The previous description of the disclosed embodiments is provided to enable any person skilled in the art to make or use the present disclosure. Various modifications to these embodiments will be readily apparent to those skilled in the art, and the generic principles defined herein may be applied to other embodiments without departing from the spirit or scope of the disclosure. Thus, the present disclosure is not intended to be limited to the embodiments shown herein but is to be accorded the widest scope consistent with the principles and novel features disclosed herein. It is intended that the following claims and their equivalents define the scope of the disclosure.
Claims
1. A method for facilitating processing of a request in a biological data network comprised of a plurality of biological data units stored at a plurality of network nodes, the method comprising:
- receiving, at a first network node included within the plurality of network nodes, the request from a client device wherein the first network node is configured to communicate with other network nodes included within the plurality of network nodes;
- performing a first processing operation with respect to at least one of the biological data units based upon the request;
- determining that the processing of the request is complete; and
- sending, from the first network node, a response to the client device.

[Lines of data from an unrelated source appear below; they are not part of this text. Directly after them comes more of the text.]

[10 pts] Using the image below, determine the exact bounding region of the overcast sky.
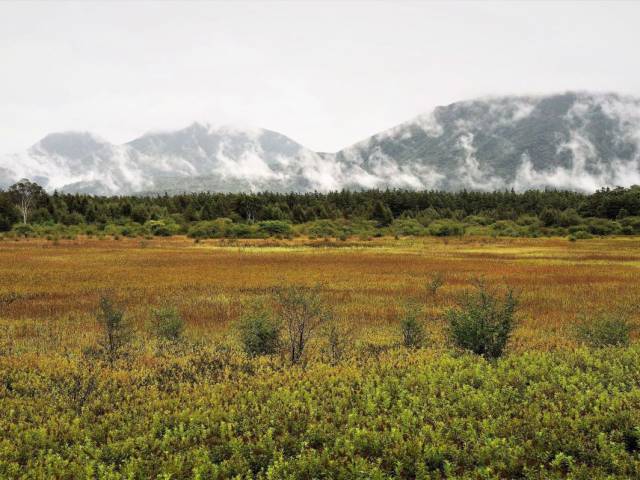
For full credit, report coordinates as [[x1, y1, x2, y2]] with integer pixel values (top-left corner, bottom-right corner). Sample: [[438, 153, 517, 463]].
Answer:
[[0, 1, 640, 153]]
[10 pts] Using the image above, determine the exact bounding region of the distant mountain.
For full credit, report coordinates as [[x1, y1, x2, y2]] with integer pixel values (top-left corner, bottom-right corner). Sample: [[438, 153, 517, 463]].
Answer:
[[336, 93, 640, 191], [0, 93, 640, 194]]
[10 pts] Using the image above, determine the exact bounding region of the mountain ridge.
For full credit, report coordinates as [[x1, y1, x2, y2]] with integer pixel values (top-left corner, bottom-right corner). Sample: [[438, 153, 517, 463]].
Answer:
[[0, 92, 640, 194]]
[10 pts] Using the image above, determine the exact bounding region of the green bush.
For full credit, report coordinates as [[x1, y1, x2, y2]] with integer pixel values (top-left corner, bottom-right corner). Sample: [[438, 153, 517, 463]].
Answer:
[[400, 304, 425, 348], [13, 223, 36, 238], [391, 218, 428, 237], [445, 282, 517, 359], [577, 314, 632, 348], [96, 295, 132, 365], [429, 220, 464, 237], [144, 220, 180, 237], [258, 220, 293, 237], [151, 306, 185, 342], [274, 285, 331, 364], [238, 303, 280, 357], [187, 218, 233, 238]]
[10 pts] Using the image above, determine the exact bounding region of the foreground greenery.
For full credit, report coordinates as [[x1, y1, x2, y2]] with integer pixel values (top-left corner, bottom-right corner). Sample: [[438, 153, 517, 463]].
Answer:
[[0, 182, 640, 240], [0, 344, 640, 479]]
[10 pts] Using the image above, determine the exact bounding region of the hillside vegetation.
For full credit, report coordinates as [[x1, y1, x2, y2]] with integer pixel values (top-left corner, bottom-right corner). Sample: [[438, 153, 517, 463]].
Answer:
[[0, 237, 640, 479]]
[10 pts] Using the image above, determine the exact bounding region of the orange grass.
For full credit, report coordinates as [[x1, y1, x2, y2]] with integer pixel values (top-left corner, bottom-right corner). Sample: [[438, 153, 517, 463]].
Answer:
[[0, 237, 640, 350]]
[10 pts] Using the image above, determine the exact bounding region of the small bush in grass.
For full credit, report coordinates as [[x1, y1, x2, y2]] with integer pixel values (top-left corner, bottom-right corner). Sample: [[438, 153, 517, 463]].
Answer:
[[151, 306, 185, 342], [324, 321, 353, 365], [273, 285, 332, 363], [400, 303, 425, 348], [96, 295, 132, 365], [577, 315, 632, 348], [427, 272, 444, 297], [445, 282, 518, 359], [238, 303, 280, 357]]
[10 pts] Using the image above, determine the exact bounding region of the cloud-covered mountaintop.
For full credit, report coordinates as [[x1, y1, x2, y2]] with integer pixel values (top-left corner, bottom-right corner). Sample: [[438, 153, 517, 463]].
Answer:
[[0, 93, 640, 194]]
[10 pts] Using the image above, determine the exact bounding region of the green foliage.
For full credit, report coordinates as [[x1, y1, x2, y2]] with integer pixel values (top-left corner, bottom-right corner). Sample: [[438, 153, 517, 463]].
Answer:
[[576, 314, 633, 348], [238, 303, 280, 357], [274, 285, 331, 364], [187, 218, 233, 238], [429, 220, 464, 237], [371, 201, 393, 227], [151, 306, 185, 342], [0, 347, 640, 480], [96, 295, 132, 366], [445, 282, 517, 359], [427, 272, 444, 297], [8, 182, 640, 239], [13, 223, 36, 238], [400, 304, 425, 348], [258, 220, 293, 236]]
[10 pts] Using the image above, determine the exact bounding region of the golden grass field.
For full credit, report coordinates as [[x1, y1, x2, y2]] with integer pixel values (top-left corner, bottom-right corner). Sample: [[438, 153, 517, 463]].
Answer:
[[0, 237, 640, 353]]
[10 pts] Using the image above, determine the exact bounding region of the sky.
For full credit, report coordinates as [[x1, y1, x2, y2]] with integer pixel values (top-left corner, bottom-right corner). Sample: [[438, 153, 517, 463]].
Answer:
[[0, 1, 640, 153]]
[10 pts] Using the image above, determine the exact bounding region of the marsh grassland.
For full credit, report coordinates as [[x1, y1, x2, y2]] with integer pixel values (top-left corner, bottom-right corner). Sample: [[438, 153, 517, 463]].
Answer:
[[0, 237, 640, 479]]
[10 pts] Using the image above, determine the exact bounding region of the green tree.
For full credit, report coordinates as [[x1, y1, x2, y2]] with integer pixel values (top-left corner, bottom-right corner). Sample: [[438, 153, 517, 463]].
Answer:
[[8, 178, 47, 224], [371, 200, 393, 227]]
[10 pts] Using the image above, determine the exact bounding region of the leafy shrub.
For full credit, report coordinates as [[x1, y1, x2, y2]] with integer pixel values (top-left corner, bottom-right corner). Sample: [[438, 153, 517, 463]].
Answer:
[[274, 285, 331, 363], [304, 220, 343, 237], [587, 218, 620, 235], [258, 220, 293, 236], [576, 314, 632, 348], [225, 223, 255, 238], [325, 321, 353, 365], [429, 220, 464, 237], [391, 218, 427, 236], [151, 306, 185, 342], [445, 282, 517, 359], [145, 220, 180, 237], [427, 272, 444, 297], [400, 304, 425, 348], [13, 223, 36, 238], [187, 218, 233, 238], [96, 295, 131, 365], [238, 303, 280, 357]]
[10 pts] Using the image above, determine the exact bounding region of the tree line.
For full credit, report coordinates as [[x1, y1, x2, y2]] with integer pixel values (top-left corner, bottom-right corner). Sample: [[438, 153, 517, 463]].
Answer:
[[0, 180, 640, 235]]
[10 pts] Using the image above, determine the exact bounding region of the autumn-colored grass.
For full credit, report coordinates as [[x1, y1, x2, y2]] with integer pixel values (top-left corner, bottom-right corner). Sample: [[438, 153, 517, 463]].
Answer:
[[0, 237, 640, 351]]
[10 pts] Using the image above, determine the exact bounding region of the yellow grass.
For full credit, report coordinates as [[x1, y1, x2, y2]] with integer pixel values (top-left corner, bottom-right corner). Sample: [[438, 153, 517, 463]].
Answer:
[[0, 237, 640, 351]]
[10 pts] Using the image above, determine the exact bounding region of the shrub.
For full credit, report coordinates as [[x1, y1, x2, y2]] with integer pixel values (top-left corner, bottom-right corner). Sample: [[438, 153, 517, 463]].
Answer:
[[187, 218, 233, 238], [144, 220, 180, 237], [427, 272, 444, 297], [429, 220, 464, 237], [13, 223, 36, 238], [274, 285, 331, 363], [445, 282, 517, 359], [96, 295, 131, 365], [391, 218, 427, 236], [238, 303, 280, 357], [325, 322, 353, 365], [576, 314, 632, 348], [151, 306, 185, 342], [400, 304, 425, 348], [258, 220, 293, 236]]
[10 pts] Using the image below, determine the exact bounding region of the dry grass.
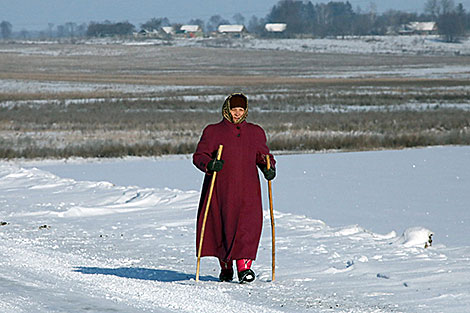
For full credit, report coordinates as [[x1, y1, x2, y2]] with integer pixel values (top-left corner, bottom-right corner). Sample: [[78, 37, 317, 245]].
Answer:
[[0, 45, 470, 158]]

2. The method of claim 1 wherein each of the plurality of biological data units includes a representation of biological sequence data and at least one attribute of biological relevance in a tag associated with the biological sequence data.
3. The method of claim 1 further including:
- determining, based upon results of the first processing operation, that the processing of the request is incomplete;
- selecting, based upon the results of the first processing operation, a second network node of the plurality of network nodes to perform a second processing operation; and
- sending, from the first network node, the results of the first processing operation to the second network node.

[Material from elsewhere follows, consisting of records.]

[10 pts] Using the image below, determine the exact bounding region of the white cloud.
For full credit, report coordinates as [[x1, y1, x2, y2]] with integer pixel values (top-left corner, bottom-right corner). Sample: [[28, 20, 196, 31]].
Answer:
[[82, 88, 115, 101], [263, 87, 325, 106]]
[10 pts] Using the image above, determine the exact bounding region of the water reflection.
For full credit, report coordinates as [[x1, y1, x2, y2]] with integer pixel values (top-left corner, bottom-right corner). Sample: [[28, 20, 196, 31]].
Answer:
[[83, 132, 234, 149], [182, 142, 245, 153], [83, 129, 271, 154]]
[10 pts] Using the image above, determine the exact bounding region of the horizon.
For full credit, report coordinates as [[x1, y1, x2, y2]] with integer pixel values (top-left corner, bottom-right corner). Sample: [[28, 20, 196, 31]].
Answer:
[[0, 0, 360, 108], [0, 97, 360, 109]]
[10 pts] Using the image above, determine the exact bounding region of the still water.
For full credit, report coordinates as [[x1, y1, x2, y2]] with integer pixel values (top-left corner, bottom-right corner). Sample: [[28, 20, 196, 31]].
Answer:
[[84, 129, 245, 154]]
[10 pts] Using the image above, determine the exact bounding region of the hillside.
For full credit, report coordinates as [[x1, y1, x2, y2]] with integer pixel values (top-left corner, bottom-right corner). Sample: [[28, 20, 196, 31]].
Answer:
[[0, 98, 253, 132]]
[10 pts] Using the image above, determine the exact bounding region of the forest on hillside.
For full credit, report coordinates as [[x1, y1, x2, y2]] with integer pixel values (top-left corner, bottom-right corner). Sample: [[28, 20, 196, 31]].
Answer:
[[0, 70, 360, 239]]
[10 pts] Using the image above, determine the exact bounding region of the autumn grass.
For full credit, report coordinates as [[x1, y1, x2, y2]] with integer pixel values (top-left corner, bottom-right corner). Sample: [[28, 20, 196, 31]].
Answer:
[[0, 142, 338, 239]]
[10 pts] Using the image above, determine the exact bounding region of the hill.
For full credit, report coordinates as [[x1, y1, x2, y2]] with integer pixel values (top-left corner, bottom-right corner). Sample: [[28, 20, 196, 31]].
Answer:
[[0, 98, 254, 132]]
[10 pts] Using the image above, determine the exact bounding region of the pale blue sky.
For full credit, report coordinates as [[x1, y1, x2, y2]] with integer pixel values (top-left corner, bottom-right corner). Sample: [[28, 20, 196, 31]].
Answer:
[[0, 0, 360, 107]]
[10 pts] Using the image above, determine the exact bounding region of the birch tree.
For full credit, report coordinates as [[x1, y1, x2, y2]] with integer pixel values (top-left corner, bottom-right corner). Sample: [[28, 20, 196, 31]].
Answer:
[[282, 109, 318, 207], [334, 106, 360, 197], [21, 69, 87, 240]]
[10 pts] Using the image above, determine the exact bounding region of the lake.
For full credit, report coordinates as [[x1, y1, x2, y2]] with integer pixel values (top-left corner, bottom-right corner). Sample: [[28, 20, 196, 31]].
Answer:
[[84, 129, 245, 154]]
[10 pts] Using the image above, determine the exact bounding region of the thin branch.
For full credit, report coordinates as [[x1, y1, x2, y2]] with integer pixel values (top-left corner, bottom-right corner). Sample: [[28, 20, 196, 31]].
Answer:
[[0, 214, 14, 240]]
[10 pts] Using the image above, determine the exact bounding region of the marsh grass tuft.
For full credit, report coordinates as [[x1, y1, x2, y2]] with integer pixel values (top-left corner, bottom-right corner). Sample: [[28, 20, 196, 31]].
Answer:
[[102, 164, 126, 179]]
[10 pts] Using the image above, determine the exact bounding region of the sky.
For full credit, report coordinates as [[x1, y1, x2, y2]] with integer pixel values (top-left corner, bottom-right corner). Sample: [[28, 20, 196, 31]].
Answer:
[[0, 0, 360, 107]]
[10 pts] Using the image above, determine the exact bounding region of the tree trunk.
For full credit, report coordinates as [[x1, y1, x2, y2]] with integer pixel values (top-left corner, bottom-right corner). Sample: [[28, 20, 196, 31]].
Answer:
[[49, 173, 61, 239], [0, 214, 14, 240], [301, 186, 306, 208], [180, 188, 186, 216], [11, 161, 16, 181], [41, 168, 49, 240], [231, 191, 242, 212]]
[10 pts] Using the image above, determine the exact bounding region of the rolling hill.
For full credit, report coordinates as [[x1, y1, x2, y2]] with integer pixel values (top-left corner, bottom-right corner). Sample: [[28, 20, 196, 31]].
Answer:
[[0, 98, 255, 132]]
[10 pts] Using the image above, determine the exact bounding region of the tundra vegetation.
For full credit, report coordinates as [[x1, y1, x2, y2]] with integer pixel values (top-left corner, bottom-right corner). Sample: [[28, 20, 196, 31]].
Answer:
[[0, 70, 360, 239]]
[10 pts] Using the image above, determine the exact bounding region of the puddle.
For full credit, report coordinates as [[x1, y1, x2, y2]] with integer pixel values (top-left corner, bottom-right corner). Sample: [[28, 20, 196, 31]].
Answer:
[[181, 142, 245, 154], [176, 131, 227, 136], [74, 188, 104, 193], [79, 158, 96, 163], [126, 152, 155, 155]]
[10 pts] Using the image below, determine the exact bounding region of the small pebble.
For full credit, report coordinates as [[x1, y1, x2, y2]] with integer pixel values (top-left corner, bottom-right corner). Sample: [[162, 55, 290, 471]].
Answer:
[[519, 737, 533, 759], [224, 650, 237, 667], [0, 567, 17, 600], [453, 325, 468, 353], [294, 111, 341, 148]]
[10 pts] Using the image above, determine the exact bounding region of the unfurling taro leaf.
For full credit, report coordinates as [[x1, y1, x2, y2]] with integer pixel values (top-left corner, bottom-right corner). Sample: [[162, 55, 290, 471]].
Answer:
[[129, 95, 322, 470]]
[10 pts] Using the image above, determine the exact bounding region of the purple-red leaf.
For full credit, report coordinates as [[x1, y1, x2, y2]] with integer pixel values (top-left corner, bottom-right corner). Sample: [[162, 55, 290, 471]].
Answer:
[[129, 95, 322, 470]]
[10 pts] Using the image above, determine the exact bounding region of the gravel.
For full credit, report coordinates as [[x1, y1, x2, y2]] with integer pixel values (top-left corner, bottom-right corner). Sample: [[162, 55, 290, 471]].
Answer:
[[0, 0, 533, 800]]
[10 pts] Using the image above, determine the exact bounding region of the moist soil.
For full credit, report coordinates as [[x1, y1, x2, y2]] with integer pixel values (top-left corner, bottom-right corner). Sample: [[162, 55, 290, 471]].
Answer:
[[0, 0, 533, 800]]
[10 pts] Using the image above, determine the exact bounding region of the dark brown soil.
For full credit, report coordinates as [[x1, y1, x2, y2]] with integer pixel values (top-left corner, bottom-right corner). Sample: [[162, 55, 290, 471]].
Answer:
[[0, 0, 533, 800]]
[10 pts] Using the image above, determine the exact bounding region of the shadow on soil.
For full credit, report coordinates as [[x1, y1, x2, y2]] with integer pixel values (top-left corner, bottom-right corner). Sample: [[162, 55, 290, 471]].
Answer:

4. A method for facilitating processing of genomic sequence information in a biological data network including a plurality of biological data units stored at a plurality of network nodes, comprising:
- receiving, at a network node included within the plurality of network nodes, a segment of a genome sequence of an organism;
- comparing the segment of the genome sequence to a reference sequence;
- identifying sequence variants between the segment of the genome sequence and the reference sequence;
- sending, from the network node, a request for information relating to the sequence variants; and
- receiving, from another network node included within the plurality of network nodes, the information relating to the sequence variants.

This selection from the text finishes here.